My jitsi-videobridge is hosted on a Linux machine in my local network, and is connected to a publically-accessible endpoint via an OpenVPN tunnel. The companion Jitsi components (prosody, jicofo, jitsi-meet) all work, as clients from any network can join a conference room, see each other’s microphone/camera status, and send text messages.
The only problem is that when I join a conference from Jitsi Android via a mobile LTE connection, no audio or video is sent or received. The other member of the conference is a desktop web browser on my local network connecting to my self-hosted jitsi-meet. Only when my phone is on the local network (via Wi-Fi) does voice/video work properly.
I have already set $HOME/.sip-communicator/sip-communicator.properties
to include the videobridge host’s private & public IP addresses:
org.jitsi.impl.neomedia.transform.srtp.SRTPCryptoContext.checkReplay=false
org.ice4j.ice.harvest.NAT_HARVESTER_LOCAL_ADDRESS=<local IP address>
org.ice4j.ice.harvest.NAT_HARVESTER_PUBLIC_ADDRESS=<public IP address>
(It doesn’t make a difference whether a space is included after the equals sign, as suggested by [Solved]NAT STUN ICE4J traffic goes to private IP address intead of public one)

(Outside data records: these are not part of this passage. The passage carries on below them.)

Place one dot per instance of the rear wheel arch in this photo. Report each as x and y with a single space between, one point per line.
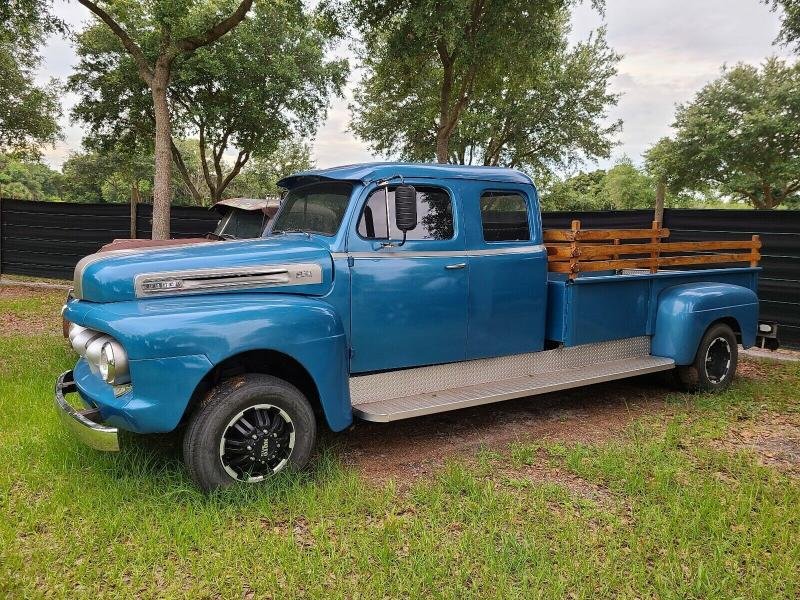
715 360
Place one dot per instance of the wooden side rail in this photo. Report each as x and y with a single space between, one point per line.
577 250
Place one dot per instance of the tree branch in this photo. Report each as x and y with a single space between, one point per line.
178 160
241 161
145 72
192 43
204 162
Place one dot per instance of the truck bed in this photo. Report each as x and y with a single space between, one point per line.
605 305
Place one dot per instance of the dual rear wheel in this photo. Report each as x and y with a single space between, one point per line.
714 364
254 426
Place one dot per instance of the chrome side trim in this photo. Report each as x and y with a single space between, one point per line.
91 433
86 261
442 253
196 281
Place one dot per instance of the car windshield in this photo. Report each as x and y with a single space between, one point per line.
315 208
241 224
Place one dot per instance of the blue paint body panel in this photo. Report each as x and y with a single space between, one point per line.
380 308
407 310
603 307
686 311
156 333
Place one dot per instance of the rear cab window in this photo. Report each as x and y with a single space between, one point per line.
434 216
504 217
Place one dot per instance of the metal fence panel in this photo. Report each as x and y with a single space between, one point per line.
46 239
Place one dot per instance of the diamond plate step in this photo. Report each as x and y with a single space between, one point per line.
395 409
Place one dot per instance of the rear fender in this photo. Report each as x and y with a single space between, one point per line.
686 311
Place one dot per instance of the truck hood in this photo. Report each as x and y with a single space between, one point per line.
292 263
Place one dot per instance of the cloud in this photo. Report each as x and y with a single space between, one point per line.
671 49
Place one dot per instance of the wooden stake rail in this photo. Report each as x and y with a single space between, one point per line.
577 250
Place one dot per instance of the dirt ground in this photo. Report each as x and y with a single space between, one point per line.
775 440
406 450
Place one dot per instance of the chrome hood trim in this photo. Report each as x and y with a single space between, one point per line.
288 264
199 281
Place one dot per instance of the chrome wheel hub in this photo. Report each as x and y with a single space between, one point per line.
257 443
718 360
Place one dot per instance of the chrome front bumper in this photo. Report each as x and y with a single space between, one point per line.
84 424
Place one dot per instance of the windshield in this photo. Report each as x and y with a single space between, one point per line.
241 224
316 208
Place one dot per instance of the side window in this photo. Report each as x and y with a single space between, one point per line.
434 216
504 216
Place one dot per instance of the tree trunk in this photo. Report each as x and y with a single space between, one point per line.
442 143
661 192
134 204
162 183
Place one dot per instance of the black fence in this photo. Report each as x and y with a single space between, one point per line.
46 239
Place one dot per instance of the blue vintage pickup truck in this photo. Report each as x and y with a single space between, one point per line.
380 292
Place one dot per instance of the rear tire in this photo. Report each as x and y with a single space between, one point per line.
247 430
714 364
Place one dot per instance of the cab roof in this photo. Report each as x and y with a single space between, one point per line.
378 171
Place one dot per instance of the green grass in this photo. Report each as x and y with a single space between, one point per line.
677 518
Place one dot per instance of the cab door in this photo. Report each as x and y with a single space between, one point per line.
408 302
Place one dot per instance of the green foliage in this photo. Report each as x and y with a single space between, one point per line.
96 176
676 505
739 136
546 116
28 112
467 81
260 177
24 179
623 187
266 82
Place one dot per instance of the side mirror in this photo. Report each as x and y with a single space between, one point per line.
405 208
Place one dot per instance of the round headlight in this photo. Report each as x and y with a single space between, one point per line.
112 363
107 365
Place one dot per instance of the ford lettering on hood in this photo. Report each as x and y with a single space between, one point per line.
286 263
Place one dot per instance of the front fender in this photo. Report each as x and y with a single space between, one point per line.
221 326
686 311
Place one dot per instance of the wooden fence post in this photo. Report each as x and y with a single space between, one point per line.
754 253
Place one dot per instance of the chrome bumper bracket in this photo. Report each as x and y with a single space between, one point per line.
83 424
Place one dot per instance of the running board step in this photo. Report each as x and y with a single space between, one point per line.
395 409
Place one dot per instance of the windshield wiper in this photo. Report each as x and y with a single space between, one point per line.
285 231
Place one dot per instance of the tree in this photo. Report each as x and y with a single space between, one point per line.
260 178
546 117
156 34
790 20
265 82
425 61
623 187
740 136
28 112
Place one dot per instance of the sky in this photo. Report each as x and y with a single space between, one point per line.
670 49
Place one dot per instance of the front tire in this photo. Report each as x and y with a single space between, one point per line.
714 364
248 429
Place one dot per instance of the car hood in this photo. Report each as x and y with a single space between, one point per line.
293 263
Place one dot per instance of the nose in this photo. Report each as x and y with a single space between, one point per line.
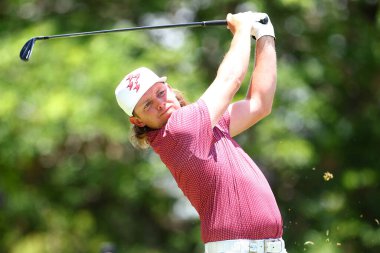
160 104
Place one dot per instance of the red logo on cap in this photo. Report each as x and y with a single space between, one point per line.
133 82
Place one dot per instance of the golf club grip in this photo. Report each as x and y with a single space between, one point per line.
263 21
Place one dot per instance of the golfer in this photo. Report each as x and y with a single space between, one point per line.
237 209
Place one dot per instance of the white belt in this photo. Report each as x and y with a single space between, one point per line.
246 246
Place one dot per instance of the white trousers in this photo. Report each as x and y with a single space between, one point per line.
246 246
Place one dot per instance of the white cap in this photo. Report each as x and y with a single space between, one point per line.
133 87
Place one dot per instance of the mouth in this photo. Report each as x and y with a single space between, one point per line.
165 111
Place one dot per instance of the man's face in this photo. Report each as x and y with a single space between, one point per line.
155 106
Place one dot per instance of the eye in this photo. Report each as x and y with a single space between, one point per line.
161 93
147 105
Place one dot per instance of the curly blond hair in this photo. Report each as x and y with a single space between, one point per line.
138 135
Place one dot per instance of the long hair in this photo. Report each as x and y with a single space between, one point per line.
138 135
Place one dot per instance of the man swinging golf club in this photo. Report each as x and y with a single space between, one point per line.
236 206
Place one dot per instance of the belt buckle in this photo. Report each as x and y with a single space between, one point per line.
257 246
273 246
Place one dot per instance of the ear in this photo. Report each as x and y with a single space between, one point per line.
136 121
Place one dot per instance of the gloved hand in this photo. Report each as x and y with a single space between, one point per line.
260 29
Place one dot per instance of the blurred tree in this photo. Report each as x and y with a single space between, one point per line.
71 182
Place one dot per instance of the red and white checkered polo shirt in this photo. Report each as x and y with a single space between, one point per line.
229 192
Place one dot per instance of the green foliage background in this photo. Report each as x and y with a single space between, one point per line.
71 182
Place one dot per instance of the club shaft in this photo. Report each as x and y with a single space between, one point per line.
192 24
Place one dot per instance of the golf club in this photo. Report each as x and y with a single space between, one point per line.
27 49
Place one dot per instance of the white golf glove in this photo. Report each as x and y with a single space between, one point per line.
260 28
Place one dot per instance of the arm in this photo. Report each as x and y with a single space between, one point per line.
259 99
233 68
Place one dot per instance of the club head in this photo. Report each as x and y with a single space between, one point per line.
27 49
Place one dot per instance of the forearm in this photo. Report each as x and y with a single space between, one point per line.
234 66
264 76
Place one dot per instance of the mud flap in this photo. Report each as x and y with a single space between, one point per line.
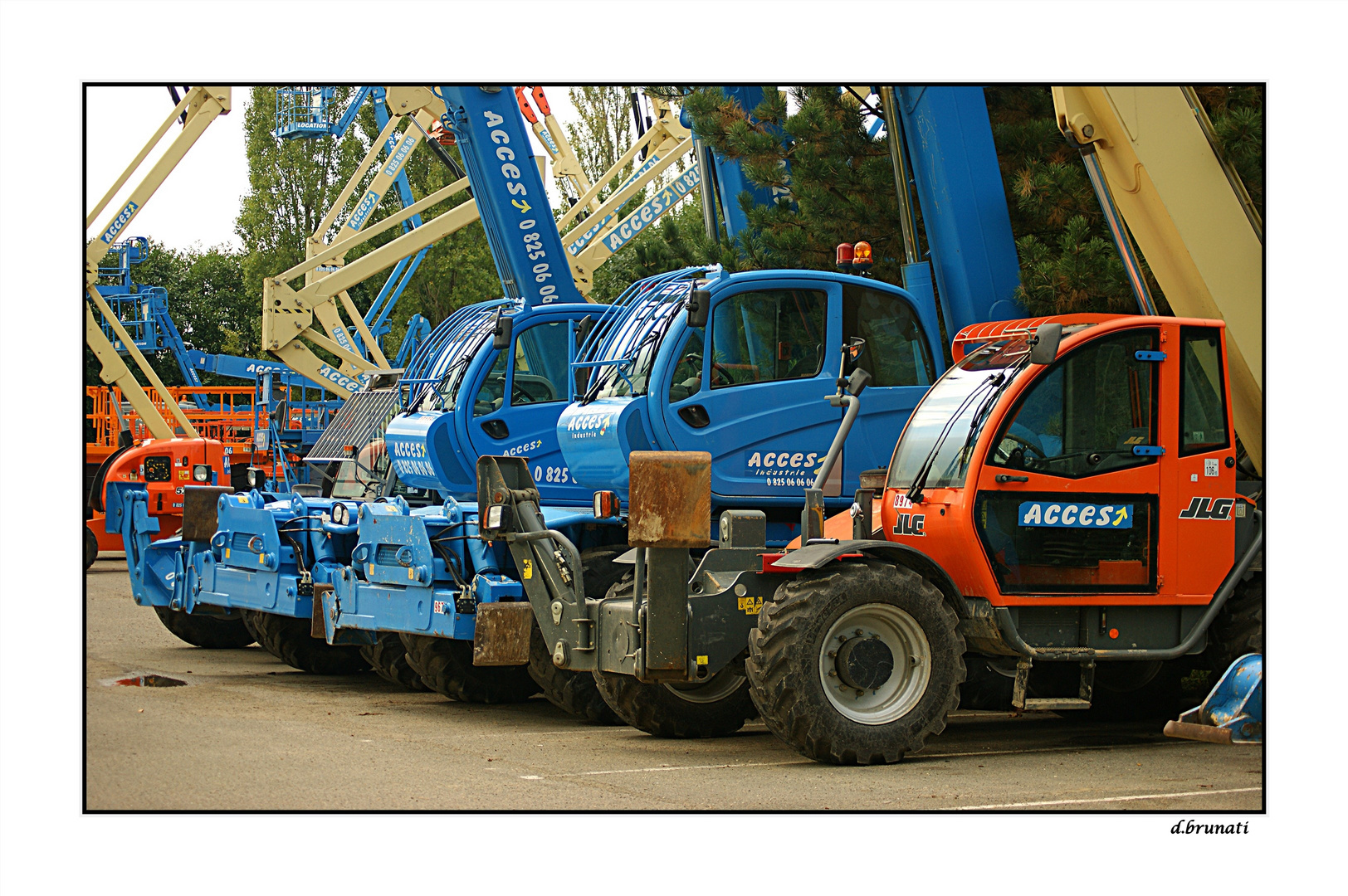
315 616
501 634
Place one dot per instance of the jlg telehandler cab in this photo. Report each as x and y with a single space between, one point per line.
1065 494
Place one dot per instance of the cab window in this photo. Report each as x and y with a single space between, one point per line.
1203 397
688 371
766 336
1086 414
541 362
896 347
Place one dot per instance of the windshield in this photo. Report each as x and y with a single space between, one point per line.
961 392
363 477
637 340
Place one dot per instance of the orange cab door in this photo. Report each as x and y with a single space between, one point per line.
1068 499
1200 507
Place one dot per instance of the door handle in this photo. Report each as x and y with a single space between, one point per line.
695 416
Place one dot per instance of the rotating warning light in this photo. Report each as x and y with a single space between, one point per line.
862 259
846 255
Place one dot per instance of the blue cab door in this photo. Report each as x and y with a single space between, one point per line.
516 403
753 387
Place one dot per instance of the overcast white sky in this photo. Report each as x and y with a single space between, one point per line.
198 202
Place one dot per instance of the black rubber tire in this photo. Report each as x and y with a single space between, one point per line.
207 631
447 667
784 666
1239 627
577 691
659 709
1158 697
388 658
287 639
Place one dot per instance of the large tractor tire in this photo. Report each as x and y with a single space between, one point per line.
388 658
289 639
577 693
857 663
1239 627
715 708
447 667
207 631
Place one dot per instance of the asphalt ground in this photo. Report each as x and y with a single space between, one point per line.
248 732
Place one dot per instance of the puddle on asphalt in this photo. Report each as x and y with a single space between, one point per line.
149 680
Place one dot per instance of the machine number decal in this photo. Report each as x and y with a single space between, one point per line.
589 425
789 469
520 450
1076 516
1208 509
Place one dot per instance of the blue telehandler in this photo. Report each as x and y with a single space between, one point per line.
393 576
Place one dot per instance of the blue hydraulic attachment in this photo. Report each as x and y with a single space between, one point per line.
964 211
728 177
143 310
509 187
1233 710
311 112
574 397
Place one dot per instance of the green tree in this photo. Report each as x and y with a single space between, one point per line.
291 183
602 134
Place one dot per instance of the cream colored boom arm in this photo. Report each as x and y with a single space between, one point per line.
201 107
1186 217
287 314
322 322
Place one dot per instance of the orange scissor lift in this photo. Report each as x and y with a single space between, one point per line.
231 419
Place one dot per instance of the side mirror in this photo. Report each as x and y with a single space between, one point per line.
583 329
501 332
699 308
1043 343
857 382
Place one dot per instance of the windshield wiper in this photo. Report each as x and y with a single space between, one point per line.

Despite having done this, the videobridge’s logs show that the host’s local IPv6 address is used to connect to the Android client:
ConnectivityCheckClient$PaceMaker.run#922: Pair failed: [<jvb host's private IPv6 address>]:10000/udp/host -> [<phone's public IPv6 address>]:54789/udp/host (stream-6e810773.RTP)
I did not configure the videobridge to use turn/stun, but that shouldn’t matter because I disabled peer-to-peer mode in both my jitsi-meet’s config.js, and in my Jitsi Android’s advanced settings.
I have already opened all necessary ports on my firewall. The same firewall rules for Jitsi are used for both the local network interface and the VPN tunnel interface, and since local connections work, the firewall cannot be the issue. I also used iptables on the VPN server to properly forward traffic to my host. I have several other public web services running under this setup, so it’s not as if my host isn’t reachable via public networks at all.
The only explanation I can think of is that sip-communicator.properties
isn’t being used. How can I ensure that it is being seen by the videobridge process?
EDIT: I should also mention that my host is Debian 10, and since it has an ARM CPU, I had to follow the manual install guide to install everything.